Talking to the media

Janis Leibold
Oct. 12, 1999





EVENT: Talk and reception

DATE/TIME:Thursday, May 11, 2000 7:30 p.m.

LOCATION: Du Val Auditorium, of University Medical Center,
1501 N. Campbell Avenue, Tucson, Arizona

COST:Free and open to the public

CONTACT:Dennis Evans, College of Humanities, 520-621-3701

TOPIC: Stanford professor, Guadalupe Valdes, is an internationally recognized scholar and teacher in the fields of applied linguistics. Her research has been focused on the English-Spanish bilingualism
of Latinos in the United States. She has attempted to describe how
two languages are developed, used and maintained by individuals
who become bilingual in settings (e.g. code-switching, language accommodation, language maintenance and the use of language in school and courtroom settings) and with applying the information
obtained from such descriptions to the educational context.
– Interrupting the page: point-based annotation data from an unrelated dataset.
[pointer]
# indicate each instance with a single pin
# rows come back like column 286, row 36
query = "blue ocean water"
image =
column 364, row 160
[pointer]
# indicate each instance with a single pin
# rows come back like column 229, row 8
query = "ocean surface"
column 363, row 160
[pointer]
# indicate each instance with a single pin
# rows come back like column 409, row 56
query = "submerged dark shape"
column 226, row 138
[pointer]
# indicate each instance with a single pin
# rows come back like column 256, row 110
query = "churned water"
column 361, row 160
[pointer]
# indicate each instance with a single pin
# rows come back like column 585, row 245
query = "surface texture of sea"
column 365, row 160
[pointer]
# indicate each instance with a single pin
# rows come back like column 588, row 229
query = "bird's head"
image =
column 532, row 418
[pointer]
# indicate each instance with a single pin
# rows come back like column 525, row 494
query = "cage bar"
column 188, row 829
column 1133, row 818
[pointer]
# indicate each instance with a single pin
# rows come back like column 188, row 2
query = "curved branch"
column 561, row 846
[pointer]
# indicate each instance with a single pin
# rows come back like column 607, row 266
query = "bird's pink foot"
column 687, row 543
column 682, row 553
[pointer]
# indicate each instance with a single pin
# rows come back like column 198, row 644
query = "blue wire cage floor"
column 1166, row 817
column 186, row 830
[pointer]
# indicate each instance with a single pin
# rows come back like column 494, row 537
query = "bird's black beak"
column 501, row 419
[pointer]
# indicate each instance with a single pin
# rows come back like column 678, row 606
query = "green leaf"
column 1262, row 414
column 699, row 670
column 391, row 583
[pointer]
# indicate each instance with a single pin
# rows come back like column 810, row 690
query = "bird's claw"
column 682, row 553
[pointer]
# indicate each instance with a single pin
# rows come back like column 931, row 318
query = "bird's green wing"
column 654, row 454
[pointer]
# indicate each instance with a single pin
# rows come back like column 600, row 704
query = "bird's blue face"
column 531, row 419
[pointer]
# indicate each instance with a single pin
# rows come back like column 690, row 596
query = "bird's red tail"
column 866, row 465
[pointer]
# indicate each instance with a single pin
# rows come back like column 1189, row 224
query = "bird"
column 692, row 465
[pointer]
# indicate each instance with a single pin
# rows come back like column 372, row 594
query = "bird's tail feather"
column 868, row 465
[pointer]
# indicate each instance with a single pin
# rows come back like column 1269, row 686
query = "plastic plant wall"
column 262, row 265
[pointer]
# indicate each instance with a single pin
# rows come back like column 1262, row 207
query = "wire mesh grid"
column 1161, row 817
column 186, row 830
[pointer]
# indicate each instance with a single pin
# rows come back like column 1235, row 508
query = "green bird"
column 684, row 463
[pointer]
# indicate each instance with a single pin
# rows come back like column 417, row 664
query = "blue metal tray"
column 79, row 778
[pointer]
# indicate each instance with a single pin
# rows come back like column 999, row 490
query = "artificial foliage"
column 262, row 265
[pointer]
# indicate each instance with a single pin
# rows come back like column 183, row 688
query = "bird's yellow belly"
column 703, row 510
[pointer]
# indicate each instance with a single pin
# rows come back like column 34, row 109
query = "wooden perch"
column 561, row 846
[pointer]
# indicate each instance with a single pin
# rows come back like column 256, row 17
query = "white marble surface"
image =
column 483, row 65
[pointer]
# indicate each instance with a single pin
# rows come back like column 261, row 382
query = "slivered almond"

According to Charles Tatum, Dean of the College of Humanities at the UA, "one of her most important achievements is her success in
bringing to the attention of teachers at every level the inherent value, logic and beauty of varieties of Spanish spoken along the
U.S.-Mexican border and in the barrios of cities throughout the
Southwest and California." Vales earned her doctorate degree in Spanish at Florida State University in 1972. She served on the faculty of New Mexico State University and at the University of California, Berkeley. She has been a professor at Stanford University since 1992.